Estonia was hit by extensive cyberattacks on Wednesday, Luukas Ilves, the country’s chief information officer and undersecretary for digital transformation, revealed on Thursday.
According to Estonian Public Broadcasting (ERR), the Russian-backed hacker group Killnet has claimed responsibility for the attacks, which targeted both public and private institutions.
They came a day after a Soviet tank statue was removed in the Eastern border city of Narva, and a day ahead of the suspension of Russian tourist visas on August 18.
“The attacks were ineffective … With some brief and minor exceptions, websites remained fully available throughout the day.

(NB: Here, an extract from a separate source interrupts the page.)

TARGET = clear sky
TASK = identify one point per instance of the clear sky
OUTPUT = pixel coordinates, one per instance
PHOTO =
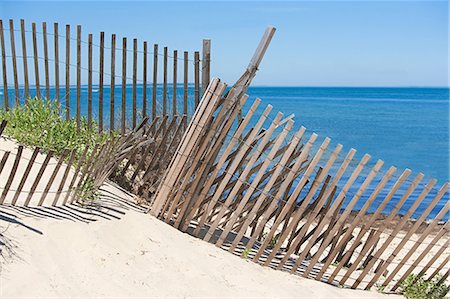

The attack has gone largely unnoticed in Estonia,” Ilves said on Facebook. “As Gov’t CIO, I slept well.”
According to the Estonian Information Services Department’s incident handling department, there were 12 attacks against various state institutions or websites, and four attacks directed at private sector organizations in the past 24 hours.
Nine of the attacks had no effect, while seven caused short service delays, state media reported.
According to Ilves, these are the most extensive attacks to hit the country since 2007, when Estonia became the first nation to be targeted by wide-ranging cyberattacks following the removal of a statue of a Soviet soldier.
Estonia believes that the 2007 attacks were backed by the Russian state. The attacks lasted 22 days and targeted various government websites and local media outlets.
On Wednesday, after weeks of deliberation and controversy, the Estonian government removed the Soviet T-34 tank statue from the Eastern border city of Narva.
The tank monument was erected in 1970 to commemorate the Russian “liberation” of the city from the Nazis during World War Two.